Il s'agit de l'expérience la plus proche de la lecture de l'esprit d'une personne que la science ait jamais réalisée. Alors que les progrès de la neuro-imagerie au cours des deux dernières décennies ont permis à des patients non réactifs et peu conscients de contrôler un curseur d'ordinateur avec leur cerveau, la recherche du HuthLab est un pas important vers l'accès aux pensées réelles des gens. Comme l'a déclaré Alexander Huth, le neuroscientifique qui a codirigé la recherche, au New York Times :

Il ne s'agit pas seulement d'un stimulus linguistique. Nous touchons au sens, à l'idée de ce qui se passe. Et le fait que cela soit possible est très excitant.

En combinant l'IA et la technologie de balayage du cerveau, l'équipe a créé un décodeur cérébral non invasif capable de reconstruire un langage naturel continu chez des personnes autrement incapables de communiquer avec le monde extérieur. La mise au point d'une telle technologie - et le développement parallèle de prothèses motrices contrôlées par le cerveau qui permettent aux patients paralysés de retrouver un peu de mobilité - ouvre des perspectives extraordinaires pour les personnes souffrant de maladies neurologiques telles que le locked-in syndrome et la tétraplégie.

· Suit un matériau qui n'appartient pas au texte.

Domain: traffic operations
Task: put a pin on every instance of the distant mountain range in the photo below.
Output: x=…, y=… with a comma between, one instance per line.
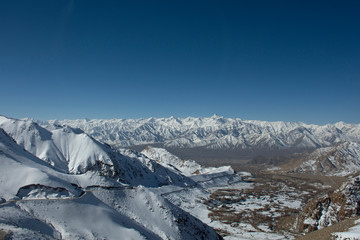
x=215, y=133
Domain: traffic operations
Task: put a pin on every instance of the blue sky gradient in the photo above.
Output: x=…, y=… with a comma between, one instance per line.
x=265, y=60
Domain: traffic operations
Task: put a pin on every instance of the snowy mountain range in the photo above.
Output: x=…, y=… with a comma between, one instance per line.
x=341, y=160
x=60, y=183
x=214, y=133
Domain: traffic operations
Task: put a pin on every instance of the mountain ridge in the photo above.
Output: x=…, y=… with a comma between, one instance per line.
x=214, y=132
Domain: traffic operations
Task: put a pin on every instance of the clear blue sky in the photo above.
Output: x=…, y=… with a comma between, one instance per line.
x=266, y=60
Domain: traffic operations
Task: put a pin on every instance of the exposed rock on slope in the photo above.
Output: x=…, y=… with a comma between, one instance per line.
x=215, y=133
x=329, y=209
x=73, y=151
x=41, y=201
x=341, y=160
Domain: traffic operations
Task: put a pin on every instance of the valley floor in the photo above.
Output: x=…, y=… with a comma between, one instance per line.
x=264, y=206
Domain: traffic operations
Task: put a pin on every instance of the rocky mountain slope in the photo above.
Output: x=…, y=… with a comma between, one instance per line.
x=340, y=160
x=328, y=209
x=215, y=133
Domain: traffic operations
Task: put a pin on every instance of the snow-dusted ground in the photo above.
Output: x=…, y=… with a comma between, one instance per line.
x=340, y=160
x=352, y=234
x=59, y=183
x=102, y=199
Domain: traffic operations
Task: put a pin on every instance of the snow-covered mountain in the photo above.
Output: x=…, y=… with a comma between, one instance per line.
x=341, y=160
x=47, y=199
x=215, y=133
x=185, y=167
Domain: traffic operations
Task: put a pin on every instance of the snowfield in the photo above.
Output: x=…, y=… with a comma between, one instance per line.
x=83, y=189
x=59, y=182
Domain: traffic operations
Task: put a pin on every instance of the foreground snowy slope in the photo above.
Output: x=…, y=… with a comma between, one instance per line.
x=41, y=201
x=215, y=132
x=185, y=167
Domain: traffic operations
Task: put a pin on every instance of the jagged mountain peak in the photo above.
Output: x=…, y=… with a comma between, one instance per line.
x=216, y=133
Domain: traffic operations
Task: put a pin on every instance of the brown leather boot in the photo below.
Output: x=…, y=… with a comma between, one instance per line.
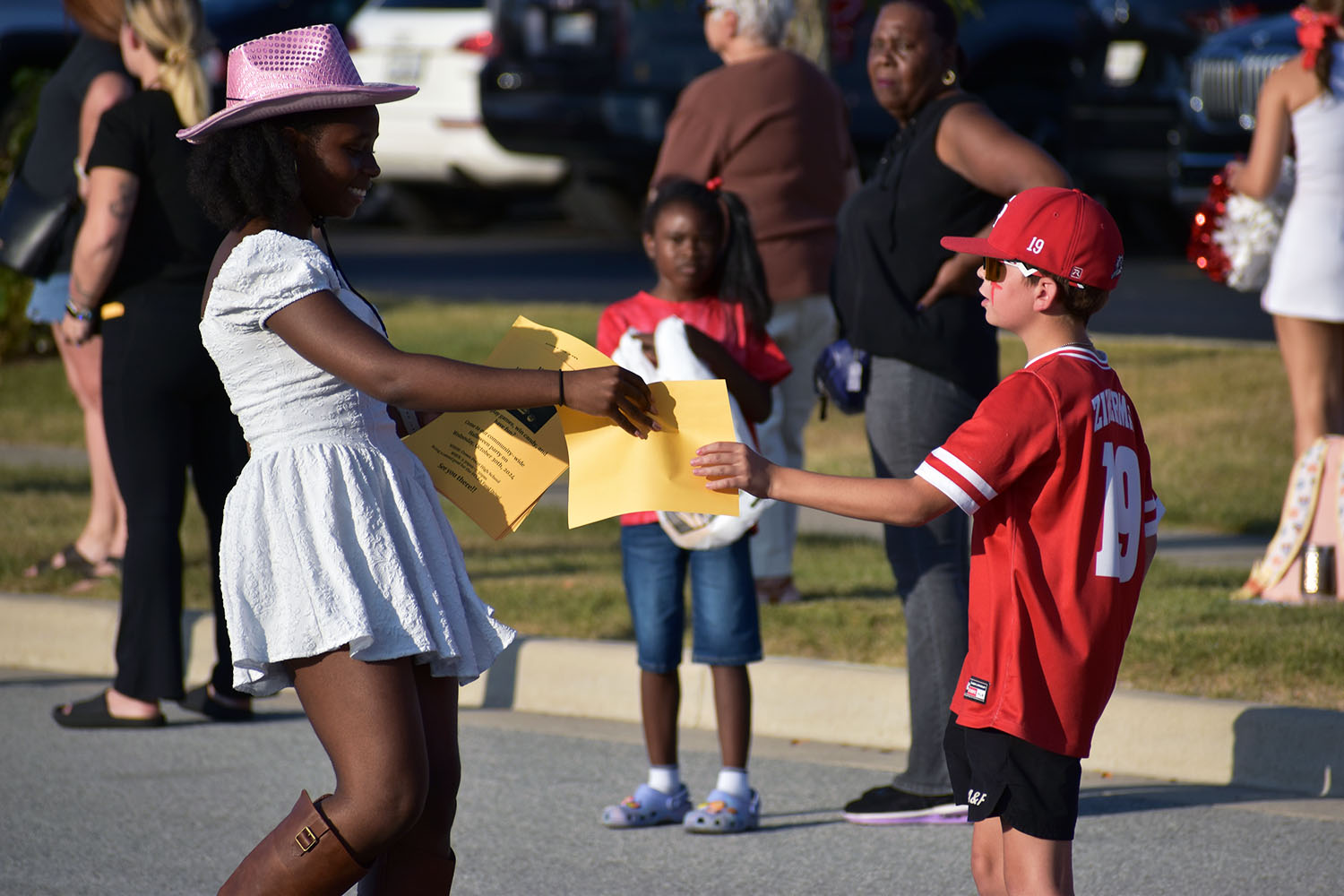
x=411, y=874
x=301, y=857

À plus long terme, cela pourrait déboucher sur des applications publiques plus larges, telles que des moniteurs de santé pour le cerveau de type Fitbit et des smartphones contrôlés par le cerveau. Le 29 janvier, Elon Musk a annoncé que sa start-up Neuralink avait implanté pour la première fois une puce dans le cerveau d'un être humain. Il avait déjà déclaré à ses partisans que le premier produit de Neuralink, Telepathy, permettrait un jour de contrôler son téléphone ou son ordinateur "par la pensée".

Mais ces avancées technologiques s'accompagnent de préoccupations éthiques et juridiques majeures. Ce n'est pas seulement la vie privée, mais l'identité même des personnes qui peut être menacée. Alors que nous entrons dans cette nouvelle ère de la technologie dite de lecture de l'esprit, nous devrons également réfléchir à la manière d'éviter que son potentiel d'aide aux personnes ne soit contrebalancé par son potentiel de nuisance.

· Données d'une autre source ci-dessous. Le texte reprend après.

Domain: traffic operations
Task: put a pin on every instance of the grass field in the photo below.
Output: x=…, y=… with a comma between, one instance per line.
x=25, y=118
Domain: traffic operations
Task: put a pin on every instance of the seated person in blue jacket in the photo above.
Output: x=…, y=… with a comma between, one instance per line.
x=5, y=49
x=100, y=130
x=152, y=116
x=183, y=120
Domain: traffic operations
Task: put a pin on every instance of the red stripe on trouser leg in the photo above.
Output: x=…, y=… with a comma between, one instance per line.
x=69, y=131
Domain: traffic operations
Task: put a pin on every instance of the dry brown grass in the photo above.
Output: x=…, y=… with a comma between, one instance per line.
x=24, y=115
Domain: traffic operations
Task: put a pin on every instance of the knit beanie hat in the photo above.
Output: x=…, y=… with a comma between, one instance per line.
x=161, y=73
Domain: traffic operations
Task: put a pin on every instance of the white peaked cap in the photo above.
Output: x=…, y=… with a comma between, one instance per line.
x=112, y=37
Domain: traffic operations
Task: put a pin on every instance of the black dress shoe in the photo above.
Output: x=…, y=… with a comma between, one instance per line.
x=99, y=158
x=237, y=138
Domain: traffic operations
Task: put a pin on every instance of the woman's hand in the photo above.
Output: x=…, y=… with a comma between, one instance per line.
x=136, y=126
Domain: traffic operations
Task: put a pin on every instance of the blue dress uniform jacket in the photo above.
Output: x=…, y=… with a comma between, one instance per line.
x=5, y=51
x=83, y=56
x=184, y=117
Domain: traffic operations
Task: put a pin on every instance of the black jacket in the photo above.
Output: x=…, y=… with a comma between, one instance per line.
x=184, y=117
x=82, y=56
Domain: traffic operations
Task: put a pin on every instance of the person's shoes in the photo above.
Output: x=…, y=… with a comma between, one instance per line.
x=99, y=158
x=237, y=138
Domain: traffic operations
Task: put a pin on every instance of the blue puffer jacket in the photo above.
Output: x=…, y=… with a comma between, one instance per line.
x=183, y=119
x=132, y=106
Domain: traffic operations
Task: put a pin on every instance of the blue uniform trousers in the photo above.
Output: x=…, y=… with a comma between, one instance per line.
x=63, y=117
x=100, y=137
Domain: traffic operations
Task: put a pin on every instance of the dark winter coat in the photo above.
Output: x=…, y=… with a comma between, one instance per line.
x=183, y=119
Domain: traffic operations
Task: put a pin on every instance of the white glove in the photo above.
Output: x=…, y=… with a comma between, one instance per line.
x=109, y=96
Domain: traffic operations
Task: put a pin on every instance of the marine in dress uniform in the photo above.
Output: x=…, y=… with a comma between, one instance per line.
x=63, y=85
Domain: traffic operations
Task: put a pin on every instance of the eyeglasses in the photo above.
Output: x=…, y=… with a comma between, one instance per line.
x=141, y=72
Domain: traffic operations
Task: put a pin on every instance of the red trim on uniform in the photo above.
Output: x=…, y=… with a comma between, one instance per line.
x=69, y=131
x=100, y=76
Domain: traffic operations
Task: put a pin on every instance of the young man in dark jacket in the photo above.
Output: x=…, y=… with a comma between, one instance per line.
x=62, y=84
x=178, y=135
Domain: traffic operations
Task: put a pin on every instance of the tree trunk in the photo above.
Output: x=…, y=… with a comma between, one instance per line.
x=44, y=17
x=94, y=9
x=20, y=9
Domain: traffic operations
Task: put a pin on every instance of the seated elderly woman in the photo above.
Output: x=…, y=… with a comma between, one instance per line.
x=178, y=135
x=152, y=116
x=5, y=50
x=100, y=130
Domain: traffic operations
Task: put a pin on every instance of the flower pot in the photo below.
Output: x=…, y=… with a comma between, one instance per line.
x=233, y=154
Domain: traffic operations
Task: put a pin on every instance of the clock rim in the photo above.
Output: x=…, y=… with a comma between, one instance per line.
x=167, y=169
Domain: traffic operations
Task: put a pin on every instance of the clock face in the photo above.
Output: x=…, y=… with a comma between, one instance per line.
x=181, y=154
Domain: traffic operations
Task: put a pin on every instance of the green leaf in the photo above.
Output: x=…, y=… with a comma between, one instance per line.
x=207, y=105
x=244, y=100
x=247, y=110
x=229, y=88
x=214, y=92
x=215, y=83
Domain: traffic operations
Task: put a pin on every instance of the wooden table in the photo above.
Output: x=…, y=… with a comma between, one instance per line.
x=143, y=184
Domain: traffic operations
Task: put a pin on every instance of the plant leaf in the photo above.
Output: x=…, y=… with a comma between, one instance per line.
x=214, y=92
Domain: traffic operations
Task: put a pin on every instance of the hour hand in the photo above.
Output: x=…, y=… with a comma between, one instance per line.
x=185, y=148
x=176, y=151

Le plus grand défi cartographique de l'humanité

Le cerveau est l'objet le plus complexe de l'univers. Il contient plus de 89 milliards de neurones, chacun étant connecté à environ 7 000 autres neurones qui envoient entre 10 et 100 signaux par seconde. Le développement de l'IA s'est appuyé sur le cerveau et le concept de neurones travaillant ensemble. Aujourd'hui, la façon dont l'IA fonctionne avec l'apprentissage profond nous aide à comprendre beaucoup plus clairement le fonctionnement du cerveau.

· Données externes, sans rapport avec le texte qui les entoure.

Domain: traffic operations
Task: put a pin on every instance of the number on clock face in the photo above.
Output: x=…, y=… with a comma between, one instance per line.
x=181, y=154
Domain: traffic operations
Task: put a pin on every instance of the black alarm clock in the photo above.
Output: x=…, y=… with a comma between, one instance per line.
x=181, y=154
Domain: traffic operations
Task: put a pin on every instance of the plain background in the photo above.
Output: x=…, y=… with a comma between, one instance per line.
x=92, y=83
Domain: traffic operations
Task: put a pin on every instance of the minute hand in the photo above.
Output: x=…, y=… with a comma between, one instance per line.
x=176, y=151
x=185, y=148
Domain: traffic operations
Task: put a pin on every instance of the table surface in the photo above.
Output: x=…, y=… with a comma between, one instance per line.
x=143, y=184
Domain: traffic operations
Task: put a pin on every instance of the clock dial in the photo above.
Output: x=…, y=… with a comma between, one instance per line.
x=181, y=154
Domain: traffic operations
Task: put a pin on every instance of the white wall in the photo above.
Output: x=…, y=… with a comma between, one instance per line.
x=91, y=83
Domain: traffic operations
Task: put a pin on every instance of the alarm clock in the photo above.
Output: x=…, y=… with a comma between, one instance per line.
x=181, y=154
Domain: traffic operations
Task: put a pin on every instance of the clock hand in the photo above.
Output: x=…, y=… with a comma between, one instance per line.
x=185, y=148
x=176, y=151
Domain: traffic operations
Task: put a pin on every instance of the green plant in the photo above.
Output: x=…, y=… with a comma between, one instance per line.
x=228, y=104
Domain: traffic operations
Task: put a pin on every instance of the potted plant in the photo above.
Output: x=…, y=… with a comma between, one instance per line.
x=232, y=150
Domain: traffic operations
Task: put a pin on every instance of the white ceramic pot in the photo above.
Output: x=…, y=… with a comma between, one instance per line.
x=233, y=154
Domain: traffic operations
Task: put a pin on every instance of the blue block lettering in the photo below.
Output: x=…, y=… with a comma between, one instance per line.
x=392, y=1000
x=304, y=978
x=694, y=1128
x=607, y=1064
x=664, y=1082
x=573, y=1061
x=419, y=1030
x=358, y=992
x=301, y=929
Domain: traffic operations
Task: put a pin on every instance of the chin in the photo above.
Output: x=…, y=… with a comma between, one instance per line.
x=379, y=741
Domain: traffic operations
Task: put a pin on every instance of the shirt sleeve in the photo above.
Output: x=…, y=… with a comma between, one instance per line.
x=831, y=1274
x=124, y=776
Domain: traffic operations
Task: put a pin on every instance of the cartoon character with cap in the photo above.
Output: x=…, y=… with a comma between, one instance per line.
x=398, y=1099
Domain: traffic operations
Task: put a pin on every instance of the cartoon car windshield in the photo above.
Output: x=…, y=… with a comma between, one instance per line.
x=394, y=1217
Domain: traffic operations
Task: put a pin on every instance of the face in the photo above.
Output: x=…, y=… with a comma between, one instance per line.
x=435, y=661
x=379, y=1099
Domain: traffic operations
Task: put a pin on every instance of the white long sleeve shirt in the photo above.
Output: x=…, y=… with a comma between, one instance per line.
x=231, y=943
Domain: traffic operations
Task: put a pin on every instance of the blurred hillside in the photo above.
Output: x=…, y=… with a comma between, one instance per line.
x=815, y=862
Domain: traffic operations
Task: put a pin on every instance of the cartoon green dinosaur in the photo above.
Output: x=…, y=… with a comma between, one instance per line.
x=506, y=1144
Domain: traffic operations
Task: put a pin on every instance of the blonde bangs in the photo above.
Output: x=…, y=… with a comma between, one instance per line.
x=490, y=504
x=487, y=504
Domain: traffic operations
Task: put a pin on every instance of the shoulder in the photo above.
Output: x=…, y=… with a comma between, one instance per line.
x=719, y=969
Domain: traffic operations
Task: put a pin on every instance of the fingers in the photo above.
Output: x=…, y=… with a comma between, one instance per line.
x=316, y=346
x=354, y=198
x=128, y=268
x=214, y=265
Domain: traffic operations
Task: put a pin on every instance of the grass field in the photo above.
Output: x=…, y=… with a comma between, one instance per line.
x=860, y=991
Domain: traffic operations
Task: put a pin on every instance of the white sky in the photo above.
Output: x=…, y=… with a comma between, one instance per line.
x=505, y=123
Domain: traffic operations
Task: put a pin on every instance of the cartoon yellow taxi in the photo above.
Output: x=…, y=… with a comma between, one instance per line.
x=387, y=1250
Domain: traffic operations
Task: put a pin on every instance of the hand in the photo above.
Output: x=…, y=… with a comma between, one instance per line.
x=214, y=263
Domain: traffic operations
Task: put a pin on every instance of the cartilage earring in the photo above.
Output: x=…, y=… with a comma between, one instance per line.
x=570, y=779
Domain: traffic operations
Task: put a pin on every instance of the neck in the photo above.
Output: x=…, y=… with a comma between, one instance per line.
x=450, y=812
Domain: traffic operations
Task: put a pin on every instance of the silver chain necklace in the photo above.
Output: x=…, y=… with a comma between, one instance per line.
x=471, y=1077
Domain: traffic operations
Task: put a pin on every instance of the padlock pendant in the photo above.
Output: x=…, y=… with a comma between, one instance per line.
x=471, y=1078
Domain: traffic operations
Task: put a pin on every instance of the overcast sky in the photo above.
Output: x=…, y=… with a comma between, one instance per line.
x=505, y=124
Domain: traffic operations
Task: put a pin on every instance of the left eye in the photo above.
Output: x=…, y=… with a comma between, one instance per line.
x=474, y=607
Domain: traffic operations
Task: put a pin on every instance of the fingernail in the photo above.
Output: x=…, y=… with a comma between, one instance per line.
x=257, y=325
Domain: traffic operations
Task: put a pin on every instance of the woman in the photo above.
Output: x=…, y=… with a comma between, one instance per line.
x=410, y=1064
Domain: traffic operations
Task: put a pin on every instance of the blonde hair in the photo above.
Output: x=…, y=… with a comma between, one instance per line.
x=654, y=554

En cartographiant entièrement la structure et la fonction d'un cerveau humain sain, nous pouvons déterminer avec une grande précision ce qui ne va pas dans les maladies du cerveau et de l'esprit. En 2009, le projet Connectome humain a été lancé par l'Institut national américain de la santé dans le but de dresser une carte de la structure et de la fonction d'un cerveau humain sain. Des initiatives similaires ont été lancées en Europe en 2013 (le Human Brain Project) et en Chine en 2016 (le China Brain Project).

Il faudra peut-être encore des générations pour venir à bout de cette redoutable entreprise, mais l'ambition scientifique de cartographier et de lire le cerveau des gens remonte à plus de deux siècles. Après avoir fait plusieurs fois le tour du monde, découvert l'Antarctique et cartographié une grande partie de la planète, l'humanité était prête à relever un nouveau défi cartographique (encore plus compliqué) : le cerveau humain.

Ces efforts ont commencé sérieusement à la fin du XVIIIe siècle avec le développement d'un cadre systématique permettant aux scientifiques de se demander comment le cerveau et ses régions produisent des expériences psychologiques - nos pensées, nos sentiments et notre comportement. L'une des premières tentatives a été la phrénologie, dont le pionnier était le médecin et anatomiste autrichien Franz Joseph Gall.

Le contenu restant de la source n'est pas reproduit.